Double Descent and Other Interpolation Phenomena in GANs
Lorenzo Luzi, Yehuda Dar, Richard Baraniuk
TL;DR
This work addresses how overparameterization affects generalization in GANs, focusing on the latent-dimension as the key source of parameterization. It shows that training GANs by minimizing distribution metrics or $f$-divergences yields constant test error across interpolating solutions, while a pseudo-supervised scheme—pairing fabricated latent vectors with real outputs—induces double (and sometimes triple) descent and speeds training. The authors develop multiple pseudo-supervised formulations, establish theoretical properties of the solution sets, and demonstrate substantial empirical gains for linear and nonlinear GANs (including MNIST and CelebA) in faster convergence and improved generalization. This work highlights a practical pathway to leverage overparameterization in unsupervised generative modeling and motivates further exploration of pseudo-supervision in large-scale settings.
Abstract
We study overparameterization in generative adversarial networks (GANs) that can interpolate the training data. We show that overparameterization can improve generalization performance and accelerate the training process. We study the generalization error as a function of latent space dimension and identify two main behaviors, depending on the learning setting. First, we show that overparameterized generative models that learn distributions by minimizing a metric or $f$-divergence do not exhibit double descent in generalization errors; specifically, all the interpolating solutions achieve the same generalization error.

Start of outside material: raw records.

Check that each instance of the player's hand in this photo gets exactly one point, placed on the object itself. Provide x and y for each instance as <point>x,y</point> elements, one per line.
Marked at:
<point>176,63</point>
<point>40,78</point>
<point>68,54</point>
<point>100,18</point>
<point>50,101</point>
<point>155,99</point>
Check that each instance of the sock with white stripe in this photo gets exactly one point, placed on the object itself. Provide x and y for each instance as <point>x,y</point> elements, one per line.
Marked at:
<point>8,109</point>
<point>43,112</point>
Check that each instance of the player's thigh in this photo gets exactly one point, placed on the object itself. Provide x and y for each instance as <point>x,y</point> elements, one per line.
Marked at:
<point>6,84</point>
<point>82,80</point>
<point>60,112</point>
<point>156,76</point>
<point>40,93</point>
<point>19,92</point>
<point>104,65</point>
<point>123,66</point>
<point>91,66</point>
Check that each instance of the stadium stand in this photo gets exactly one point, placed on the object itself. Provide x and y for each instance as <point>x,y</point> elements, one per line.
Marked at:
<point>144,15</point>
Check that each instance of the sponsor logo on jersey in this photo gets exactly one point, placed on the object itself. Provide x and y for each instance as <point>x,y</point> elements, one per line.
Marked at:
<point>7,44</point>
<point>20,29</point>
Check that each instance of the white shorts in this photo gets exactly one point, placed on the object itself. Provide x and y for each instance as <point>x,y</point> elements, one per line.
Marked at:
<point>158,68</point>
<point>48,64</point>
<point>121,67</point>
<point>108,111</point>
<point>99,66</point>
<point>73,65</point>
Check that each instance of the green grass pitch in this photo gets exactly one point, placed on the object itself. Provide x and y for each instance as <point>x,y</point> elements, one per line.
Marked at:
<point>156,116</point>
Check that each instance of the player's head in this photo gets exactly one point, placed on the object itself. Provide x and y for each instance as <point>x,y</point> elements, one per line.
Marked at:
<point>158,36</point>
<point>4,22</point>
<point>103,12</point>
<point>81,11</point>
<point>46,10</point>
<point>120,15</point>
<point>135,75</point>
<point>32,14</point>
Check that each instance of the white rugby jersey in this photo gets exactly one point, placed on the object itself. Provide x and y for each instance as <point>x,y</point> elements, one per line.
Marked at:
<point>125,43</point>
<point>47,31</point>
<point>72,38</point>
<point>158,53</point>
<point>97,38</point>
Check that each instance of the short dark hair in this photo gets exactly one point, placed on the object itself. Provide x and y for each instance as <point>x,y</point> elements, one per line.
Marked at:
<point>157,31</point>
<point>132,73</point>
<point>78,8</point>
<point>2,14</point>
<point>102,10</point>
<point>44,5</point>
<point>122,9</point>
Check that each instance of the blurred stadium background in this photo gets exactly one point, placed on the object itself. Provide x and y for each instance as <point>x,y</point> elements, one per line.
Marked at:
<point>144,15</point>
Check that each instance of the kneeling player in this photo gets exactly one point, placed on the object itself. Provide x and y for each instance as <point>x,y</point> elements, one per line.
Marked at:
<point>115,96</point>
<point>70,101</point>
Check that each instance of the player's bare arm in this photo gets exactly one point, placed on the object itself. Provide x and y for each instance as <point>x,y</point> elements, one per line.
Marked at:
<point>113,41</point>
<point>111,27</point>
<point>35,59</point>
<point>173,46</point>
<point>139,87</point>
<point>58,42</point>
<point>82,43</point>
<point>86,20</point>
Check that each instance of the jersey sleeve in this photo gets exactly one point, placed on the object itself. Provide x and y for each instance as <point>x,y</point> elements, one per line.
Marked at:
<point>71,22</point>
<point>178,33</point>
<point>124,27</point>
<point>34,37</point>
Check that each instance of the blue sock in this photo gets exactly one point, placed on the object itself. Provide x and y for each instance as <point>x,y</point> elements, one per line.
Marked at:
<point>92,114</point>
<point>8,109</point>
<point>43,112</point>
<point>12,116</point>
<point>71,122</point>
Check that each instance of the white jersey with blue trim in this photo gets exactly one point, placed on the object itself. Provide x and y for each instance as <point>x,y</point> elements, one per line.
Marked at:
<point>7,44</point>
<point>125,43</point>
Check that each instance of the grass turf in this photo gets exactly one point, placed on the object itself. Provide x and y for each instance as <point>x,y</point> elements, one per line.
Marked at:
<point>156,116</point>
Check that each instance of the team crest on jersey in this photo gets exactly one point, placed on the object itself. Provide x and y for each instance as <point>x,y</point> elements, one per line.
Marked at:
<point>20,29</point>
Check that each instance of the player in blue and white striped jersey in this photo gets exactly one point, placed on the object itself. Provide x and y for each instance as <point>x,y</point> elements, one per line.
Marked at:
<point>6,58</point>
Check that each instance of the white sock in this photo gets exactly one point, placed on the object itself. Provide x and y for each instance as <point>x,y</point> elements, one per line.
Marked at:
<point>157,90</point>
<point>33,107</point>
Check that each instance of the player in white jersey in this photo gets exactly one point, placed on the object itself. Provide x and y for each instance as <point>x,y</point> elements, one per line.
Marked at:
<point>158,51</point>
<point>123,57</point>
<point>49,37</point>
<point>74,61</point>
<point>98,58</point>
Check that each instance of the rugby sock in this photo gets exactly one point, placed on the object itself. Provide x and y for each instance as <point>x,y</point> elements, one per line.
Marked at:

Second, we develop a novel pseudo-supervised learning approach for GANs where the training utilizes pairs of fabricated (noise) inputs in conjunction with real output samples. Our pseudo-supervised setting exhibits double descent (and in some cases, triple descent) of generalization errors. We combine pseudo-supervision with overparameterization (i.e., overly large latent space dimension) to accelerate training while matching or even surpassing generalization performance without pseudo-supervision. While our analysis focuses mostly on linear models, we also apply important insights for improving generalization of nonlinear, multilayer GANs.